De definitie van het AP is vanaf 1683: 9 voet en 5 duim beneden
het merk op de dijkpeilstenen van burgemeester Hudde.
De acht, nu is er nog maar één, dijkpeilstenen
lagen in één waterpas vlak. Zo was het AP gefixeerd.
Later, met name in de periode 1797 tot 1812 is het AP door waterpassing
overgebracht naar elders in het land en vastgelegd middels peilschalen
en merkstenen.
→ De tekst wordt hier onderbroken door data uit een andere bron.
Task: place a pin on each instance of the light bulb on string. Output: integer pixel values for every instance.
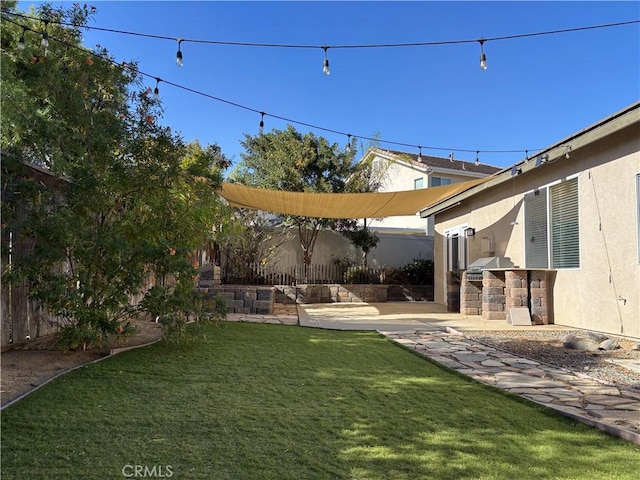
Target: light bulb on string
(22, 42)
(483, 57)
(325, 65)
(179, 61)
(45, 36)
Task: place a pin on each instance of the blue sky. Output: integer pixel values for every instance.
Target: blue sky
(535, 92)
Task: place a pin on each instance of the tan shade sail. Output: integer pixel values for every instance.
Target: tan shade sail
(341, 205)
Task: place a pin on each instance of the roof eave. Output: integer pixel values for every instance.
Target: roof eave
(595, 132)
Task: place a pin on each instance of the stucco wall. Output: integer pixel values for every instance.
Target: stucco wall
(603, 294)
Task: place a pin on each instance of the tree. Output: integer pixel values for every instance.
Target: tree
(290, 161)
(249, 239)
(367, 177)
(137, 200)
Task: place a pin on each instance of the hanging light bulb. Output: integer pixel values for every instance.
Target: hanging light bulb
(22, 42)
(45, 36)
(179, 61)
(483, 57)
(325, 65)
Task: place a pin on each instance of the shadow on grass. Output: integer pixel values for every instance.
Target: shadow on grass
(267, 402)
Het Koninklijk Besluit van 1818 bepaalde dat het
Amsterdams Peil (AP) geldt als referentiehoogte voor héél
Nederland.
Peilmerken liggen niet op 0 m AP maar hebben een bekende hoogte
t.o.v. daarvan.
In de jaren 1875-1885 werd de eerste landelijke controle uitgevoerd
van de hoogten van de peilmerken. Bij die controle ging men uit
van de vijf nog aanwezige 'dijkpeilstenen van Hudde'. Een aantal
van de peilmerken bleek toen niet op de opgegeven hoogte t.o.v
AP te liggen (als gevolg van meetonnauwkeurigheden, fouten bij
oudere waterpassingen en verticale beweging van de peilmerken).
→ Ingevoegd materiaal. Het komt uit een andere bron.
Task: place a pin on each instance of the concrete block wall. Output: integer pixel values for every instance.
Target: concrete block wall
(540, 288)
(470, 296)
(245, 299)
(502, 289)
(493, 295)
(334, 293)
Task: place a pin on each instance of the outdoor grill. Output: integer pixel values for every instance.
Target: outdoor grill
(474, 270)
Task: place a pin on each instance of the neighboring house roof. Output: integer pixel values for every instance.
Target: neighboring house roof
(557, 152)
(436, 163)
Er zijn nieuwe of ook verbeterde peilmerken aangebracht en de
terreinhoogten zijn opnieuw bepaald. De nieuwe peilmerken en
de nieuw bepaalde hoogten werden en worden, sinds de gegevensverwerking
van deze landelijke 'waterpassing' in 1891 tot 'normalisatie'
leidde, aangeduid met de letters NAP (Normaal Amsterdams Peil).
Correctie van NAP-hoogten m.i.v. januari 2005.
De Nederlandse bodem kent (geologisch gesproken) beweging. Die
beweging in de ondergrond, die we gewoonlijk 'bodembeweging'
noemen maakte een correctie nodig op de hoogteligging van de
vroeger aangebrachte ondergrondse peilmerken van het NAP. Die
correctie is verwerkt in de 'nieuwe NAP-publicatie'.
Dit is een lijst met de hoogten van de peilmerken van het NAP
t.o.v. het nulniveau van het NAP.
De nieuwe NAP-publicatie is van kracht sinds 13 december 2004.
De correctie varieert van ca. 25 mm in Westelijk-Nederland
tot ca. +20 mm in Twente.
Het beroemde referentiepunt van het NAP op de Dam in Amsterdam
heeft een 2 cm lagere hoogte gekregen dan de oude hoogte. Rijkswaterstaat
heeft een te downloaden brochure uitgebracht met informatie over
de noodzakelijk geworden correctie. In deze brochure wordt vermeld,
dat de berekening van de nieuwe hoogten zodanig plaatsvindt,
dat het nulniveau van het NAP zo goed mogelijk ongewijzigd blijft
ten opzichte van het niveau zoals dat rond 1926 bij de tweede
Nauwkeurigheidswaterpassing is vastgesteld. Het enige dat verandert
is de hoogte ten opzichte van NAP van de peilmerken in de NAP-publicatie.
De definitie van het nulniveau van het NAP wordt dus niet gewijzigd.
De correctie heeft wél als consequentie, dat hoogtegegevens
van ná 13 december 2004 niet meer direct vergelijkbaar
zijn met die van vóór die datum.
Punten op de Veluwe zijn bij de correctie als stabiel beschouwd.
De Veluwe ligt op de 'as van kanteling van Nederland'.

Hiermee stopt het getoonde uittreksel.